Nadie, para decirlo con ejemplos, se planteó hacer una revolución neolítica, ni una revolución industrial, ni una digital, y quienes actuaron en esos procesos no sabían seguramente que estaban viviendo en medio de una revolución. La idea de que las revoluciones hay que hacerlas proviene de la modernidad, o mejor dicho, de la política de la modernidad y, redactando de modo más preciso, de los teóricos del anarquismo y del socialismo. Los primeros, para cambiar un orden social considerado injusto. Los segundos, para alcanzar un orden superior de acuerdo a una visión genealógica de la historia cuya expresión más acabada fue el historicismo marxista.
*Lea también: Convivir con los enemigos, por Fernando Mires
En sentido fenomenológico, las apariciones de hechos iluminan e incluso crean su propio pasado. Desde ese entendido podemos llegar a comprender como grandes cambios revolucionarios que han tenido lugar en lo que va del siglo XXl han dejado atrás un trayecto a veces muy largo.
El matrimonio igualitario, la diferencia entre sexualidad biológica y sexualidad de género, la aceptación sociocultural de la homo y de la bi-sexualidad, la separación entre genitalidad y sexualidad, la distinción entre reproducción y erotismo (algo equivalente a la separación culinaria que se dio entre alimentación y gastronomía) en fin, todas esas manifestaciones integradas en la sigla GLTB (…..) no habrían podido aparecer si en tiempos pasados no hubieran surgido acontecimientos y procesos que modificaron las relaciones sexuales escandalizando a los defensores de la tradición.
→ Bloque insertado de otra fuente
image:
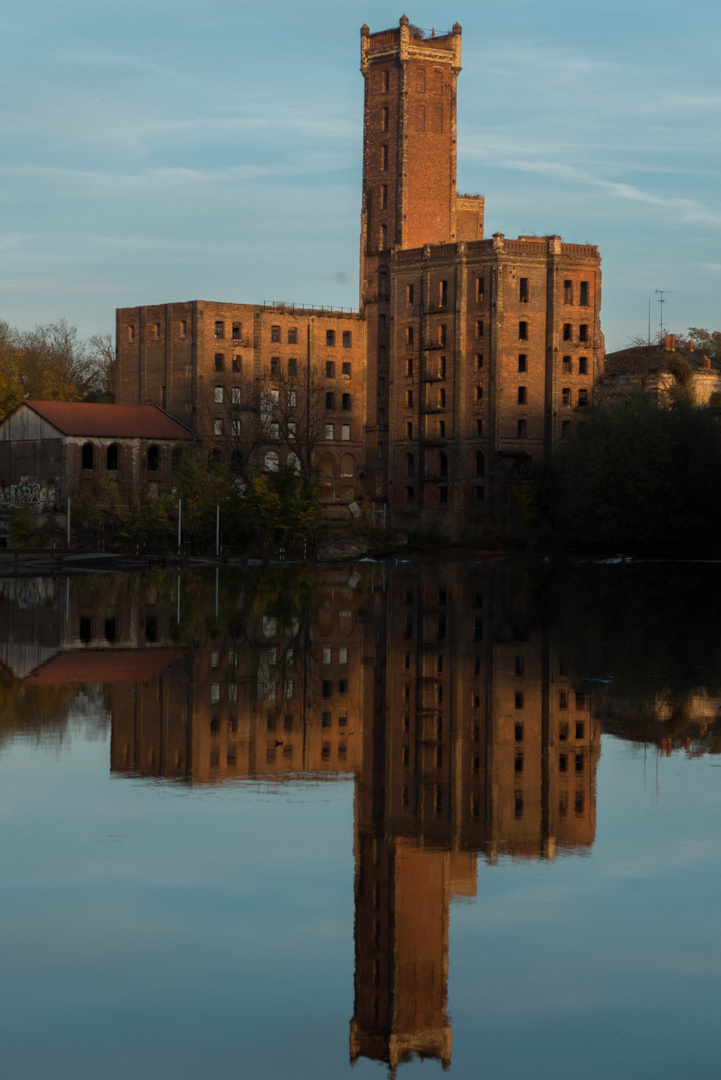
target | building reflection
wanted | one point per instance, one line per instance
(449, 702)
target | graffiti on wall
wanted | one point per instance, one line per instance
(38, 497)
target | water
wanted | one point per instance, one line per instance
(403, 817)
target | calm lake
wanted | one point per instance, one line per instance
(281, 823)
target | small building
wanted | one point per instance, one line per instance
(50, 450)
(661, 372)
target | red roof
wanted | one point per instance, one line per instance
(112, 421)
(105, 665)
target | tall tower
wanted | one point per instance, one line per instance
(409, 137)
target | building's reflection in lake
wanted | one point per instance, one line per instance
(448, 692)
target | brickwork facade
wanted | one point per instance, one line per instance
(468, 358)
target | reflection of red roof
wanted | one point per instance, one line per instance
(112, 421)
(105, 665)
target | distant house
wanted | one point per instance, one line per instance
(658, 372)
(50, 450)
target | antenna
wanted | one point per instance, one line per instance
(660, 293)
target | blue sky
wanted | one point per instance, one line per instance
(167, 151)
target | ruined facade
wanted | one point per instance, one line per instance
(468, 356)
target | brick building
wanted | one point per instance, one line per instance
(467, 359)
(51, 450)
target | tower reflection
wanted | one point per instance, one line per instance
(440, 690)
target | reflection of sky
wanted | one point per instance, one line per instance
(163, 932)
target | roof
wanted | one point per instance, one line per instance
(105, 665)
(660, 356)
(112, 421)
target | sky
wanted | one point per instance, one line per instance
(165, 151)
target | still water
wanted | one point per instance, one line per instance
(404, 819)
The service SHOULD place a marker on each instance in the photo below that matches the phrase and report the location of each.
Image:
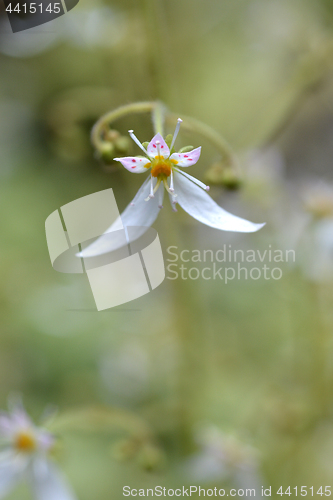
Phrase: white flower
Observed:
(222, 457)
(25, 456)
(187, 191)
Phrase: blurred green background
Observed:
(199, 382)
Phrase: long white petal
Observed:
(48, 483)
(197, 203)
(139, 213)
(11, 469)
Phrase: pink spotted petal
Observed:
(186, 159)
(134, 164)
(152, 148)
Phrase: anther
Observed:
(158, 145)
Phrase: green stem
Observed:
(196, 126)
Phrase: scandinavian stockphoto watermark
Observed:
(188, 491)
(25, 14)
(227, 264)
(130, 261)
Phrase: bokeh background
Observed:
(199, 382)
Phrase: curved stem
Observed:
(196, 126)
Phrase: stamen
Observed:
(193, 179)
(179, 121)
(136, 140)
(158, 145)
(151, 194)
(171, 182)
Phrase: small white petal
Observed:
(48, 483)
(197, 203)
(152, 147)
(11, 470)
(134, 164)
(186, 159)
(139, 213)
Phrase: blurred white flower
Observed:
(24, 456)
(190, 193)
(222, 457)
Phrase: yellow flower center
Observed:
(161, 166)
(25, 441)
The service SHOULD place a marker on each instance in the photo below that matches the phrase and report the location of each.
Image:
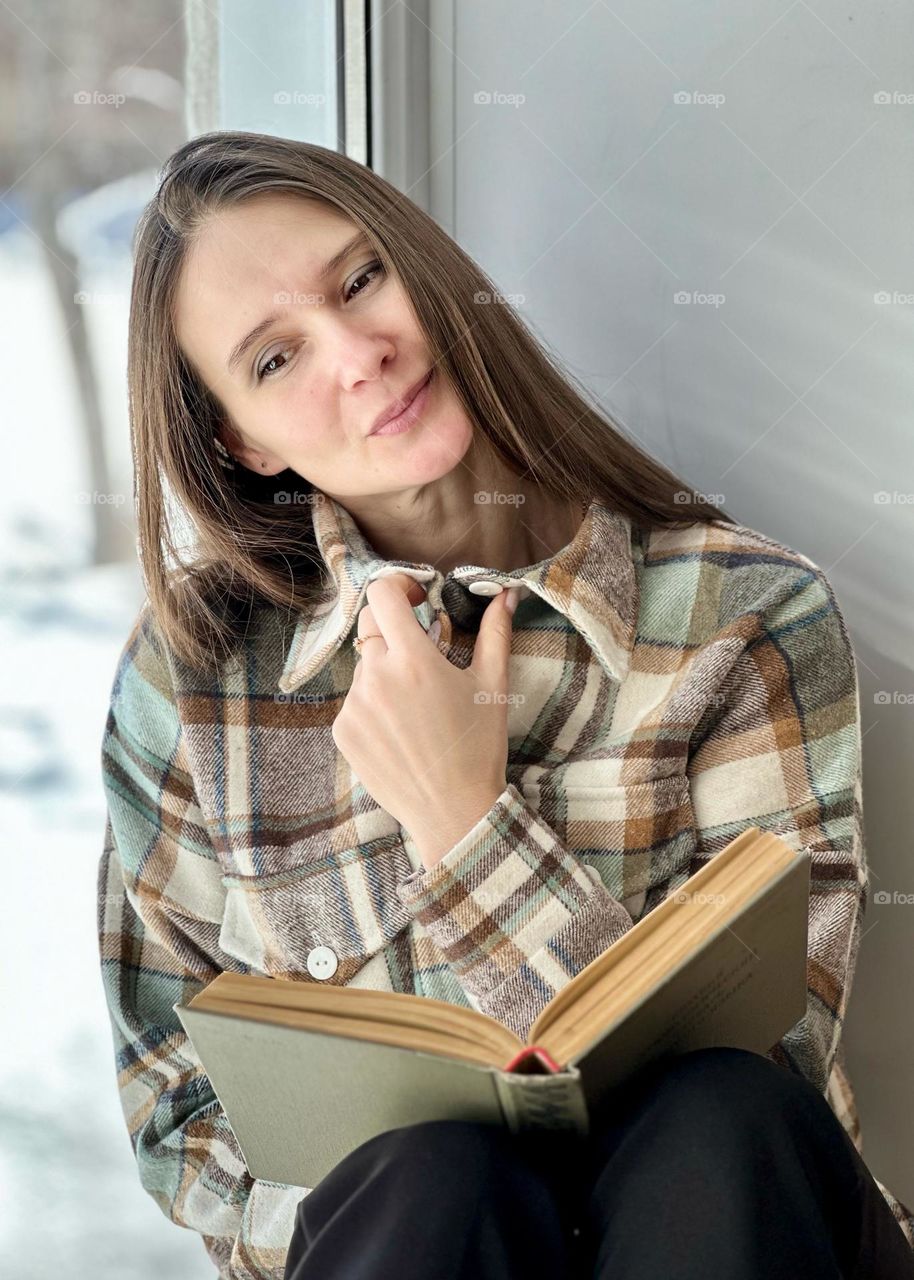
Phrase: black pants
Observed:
(714, 1164)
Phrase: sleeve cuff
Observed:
(513, 912)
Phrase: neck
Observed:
(446, 525)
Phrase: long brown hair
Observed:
(248, 548)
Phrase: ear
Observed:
(259, 461)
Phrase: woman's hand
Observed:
(428, 740)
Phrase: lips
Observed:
(397, 407)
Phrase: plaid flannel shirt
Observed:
(671, 686)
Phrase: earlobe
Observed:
(231, 444)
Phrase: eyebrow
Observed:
(327, 269)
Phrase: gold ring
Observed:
(360, 640)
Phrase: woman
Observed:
(410, 810)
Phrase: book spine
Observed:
(543, 1101)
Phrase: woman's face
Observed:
(323, 356)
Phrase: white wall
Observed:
(599, 197)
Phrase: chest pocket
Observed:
(346, 903)
(639, 836)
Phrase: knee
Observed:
(722, 1084)
(447, 1157)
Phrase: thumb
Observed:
(493, 644)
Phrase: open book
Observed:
(306, 1072)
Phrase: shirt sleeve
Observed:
(785, 754)
(515, 913)
(159, 906)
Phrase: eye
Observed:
(264, 369)
(366, 273)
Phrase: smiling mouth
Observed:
(407, 411)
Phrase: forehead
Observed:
(241, 257)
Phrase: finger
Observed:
(392, 611)
(369, 631)
(492, 652)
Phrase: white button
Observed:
(321, 961)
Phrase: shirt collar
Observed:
(592, 581)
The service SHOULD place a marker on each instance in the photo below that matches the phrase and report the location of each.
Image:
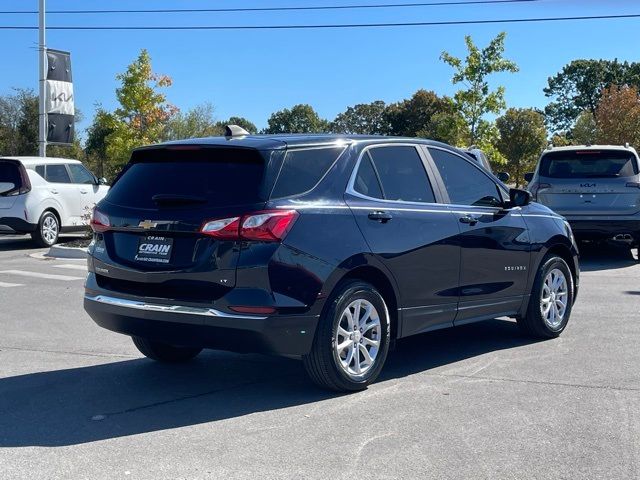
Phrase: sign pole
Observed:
(42, 59)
Pero, y esta es una ironía de la historia, ninguna tradición ha nacido como tradición.
Las tradiciones llegan a serlo en el curso del tiempo. Más todavía: cuando nacieron fueron formas muy modernas de vida. Pensemos a guisa de ejemplo en la familia tradicional cuyo techo es la pareja monogámica, hoy bandera del tradicionalismo político-sexual.
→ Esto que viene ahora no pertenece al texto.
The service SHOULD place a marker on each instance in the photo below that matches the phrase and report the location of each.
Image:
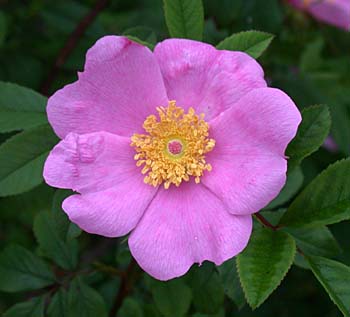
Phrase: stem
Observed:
(265, 222)
(125, 287)
(71, 43)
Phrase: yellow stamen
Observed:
(174, 147)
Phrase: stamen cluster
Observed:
(159, 164)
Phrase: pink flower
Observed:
(335, 12)
(184, 185)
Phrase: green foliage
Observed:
(84, 301)
(167, 297)
(335, 278)
(307, 60)
(22, 270)
(59, 304)
(184, 18)
(208, 291)
(253, 43)
(130, 308)
(20, 108)
(230, 280)
(294, 182)
(31, 308)
(325, 201)
(28, 151)
(264, 263)
(51, 230)
(3, 27)
(312, 132)
(316, 241)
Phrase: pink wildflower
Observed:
(334, 12)
(142, 160)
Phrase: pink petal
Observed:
(112, 212)
(91, 162)
(183, 226)
(198, 75)
(249, 168)
(334, 12)
(120, 86)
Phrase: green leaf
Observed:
(22, 270)
(229, 277)
(85, 301)
(130, 308)
(316, 241)
(184, 18)
(142, 42)
(253, 43)
(143, 35)
(312, 132)
(32, 308)
(335, 278)
(51, 229)
(324, 201)
(20, 108)
(207, 288)
(59, 304)
(22, 158)
(3, 27)
(167, 299)
(295, 180)
(264, 263)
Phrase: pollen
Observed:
(174, 146)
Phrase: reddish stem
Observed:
(71, 43)
(265, 222)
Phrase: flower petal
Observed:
(112, 212)
(91, 162)
(248, 164)
(120, 86)
(200, 76)
(183, 226)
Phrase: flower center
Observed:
(174, 147)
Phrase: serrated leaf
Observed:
(324, 201)
(316, 241)
(264, 263)
(142, 42)
(20, 108)
(59, 304)
(253, 43)
(184, 18)
(85, 301)
(22, 270)
(230, 280)
(207, 288)
(143, 33)
(335, 278)
(167, 299)
(31, 308)
(311, 134)
(50, 229)
(22, 158)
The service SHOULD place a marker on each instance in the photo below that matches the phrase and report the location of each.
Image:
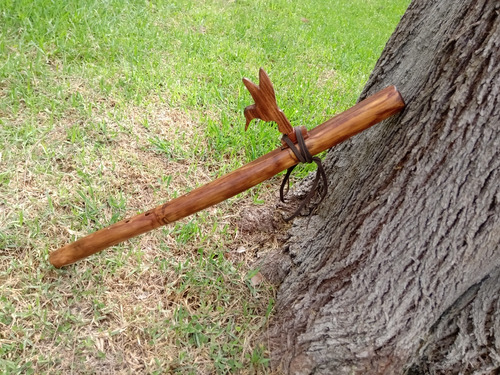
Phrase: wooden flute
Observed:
(366, 113)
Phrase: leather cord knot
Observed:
(304, 156)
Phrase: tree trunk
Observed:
(399, 269)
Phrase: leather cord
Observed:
(304, 156)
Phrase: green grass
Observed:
(108, 108)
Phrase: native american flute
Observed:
(366, 113)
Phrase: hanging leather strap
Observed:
(304, 156)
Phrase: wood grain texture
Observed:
(363, 115)
(411, 221)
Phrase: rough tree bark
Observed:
(399, 270)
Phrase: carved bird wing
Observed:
(265, 107)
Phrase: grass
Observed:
(108, 108)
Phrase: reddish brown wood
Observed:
(266, 107)
(363, 115)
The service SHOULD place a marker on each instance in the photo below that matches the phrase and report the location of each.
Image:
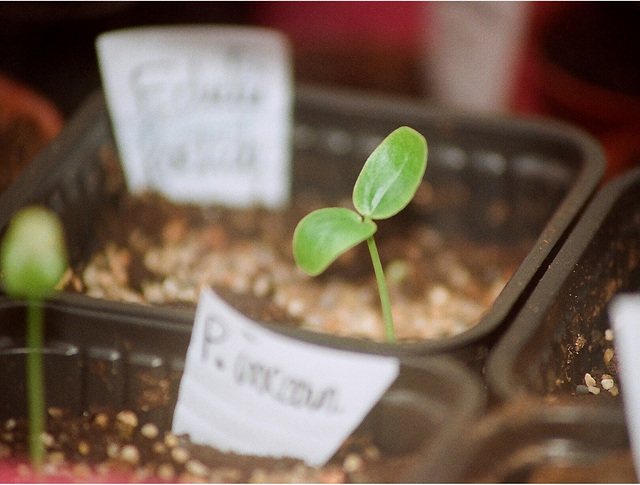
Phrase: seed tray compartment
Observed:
(124, 361)
(509, 180)
(561, 332)
(535, 441)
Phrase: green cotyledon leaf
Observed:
(391, 175)
(323, 235)
(33, 254)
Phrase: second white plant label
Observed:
(250, 390)
(201, 113)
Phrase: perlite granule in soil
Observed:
(103, 446)
(152, 251)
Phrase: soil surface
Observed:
(151, 251)
(102, 446)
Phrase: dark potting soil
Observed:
(153, 251)
(102, 445)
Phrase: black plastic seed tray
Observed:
(561, 332)
(532, 441)
(96, 357)
(514, 182)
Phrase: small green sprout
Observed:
(33, 258)
(388, 181)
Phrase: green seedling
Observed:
(388, 181)
(33, 258)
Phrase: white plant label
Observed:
(250, 390)
(625, 315)
(201, 114)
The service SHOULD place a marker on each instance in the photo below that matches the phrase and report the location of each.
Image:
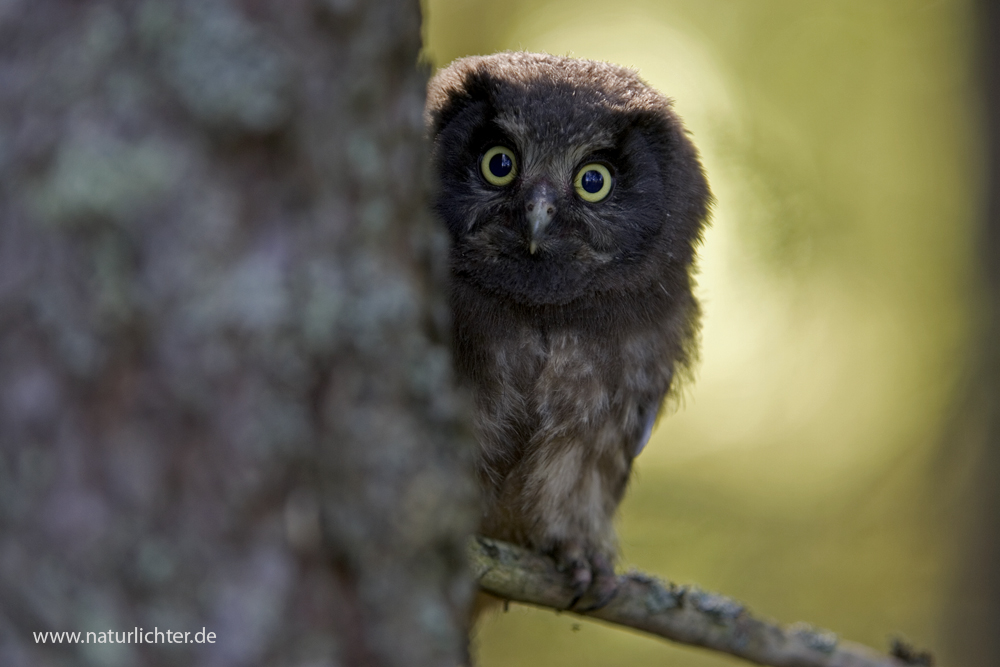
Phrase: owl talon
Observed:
(593, 579)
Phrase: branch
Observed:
(681, 613)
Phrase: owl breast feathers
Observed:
(574, 201)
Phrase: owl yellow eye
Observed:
(498, 165)
(593, 182)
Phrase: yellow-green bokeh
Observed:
(801, 470)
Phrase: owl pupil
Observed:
(592, 181)
(500, 165)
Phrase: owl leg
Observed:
(592, 576)
(573, 491)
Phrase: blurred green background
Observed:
(809, 469)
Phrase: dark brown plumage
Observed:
(574, 201)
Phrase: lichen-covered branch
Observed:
(681, 613)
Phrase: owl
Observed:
(574, 201)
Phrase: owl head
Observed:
(562, 179)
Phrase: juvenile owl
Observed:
(574, 200)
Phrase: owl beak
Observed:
(540, 209)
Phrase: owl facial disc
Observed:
(540, 209)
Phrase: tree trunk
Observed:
(975, 616)
(225, 395)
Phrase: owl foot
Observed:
(592, 576)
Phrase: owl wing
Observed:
(648, 414)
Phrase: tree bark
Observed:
(225, 395)
(975, 614)
(680, 613)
Para que emergiera la familia monogámica fue necesario un desprendimiento de dos personas de diferente sexo del orden donde el patriarca y los suyos eran propietarios de todas las mujeres, incluyendo madres y hermanas. En cierto modo la familia que conocemos fue la consecuencia de la fragmentación del clan en microgrupos, a veces organizados en tribus, o de rebeliones nada de pacíficas en contra del padre colectivo, después transformado en padre totémico, como adujo Freud en su clásico Tótem y Tabú.
Probablemente – y eso no lo dijo Freud, pero quizás lo intuyó- Abel no fue el hermano, sino el padre de Caín. Eso significa, lisa y llanamente, que el divulgado antagonismo que se da entre tradición y modernidad –base de la sociología de un Max Weber– debe ser hoy muy relativizado. La tradición tiene un origen moderno y la modernidad, incluyendo la modernidad sexual de nuestros días, está a destinada a convertirse en arcaica tradición. Para decirlo con Carlos Gardel, el tiempo es despiadado porque «hace ver deshecho lo que uno amó».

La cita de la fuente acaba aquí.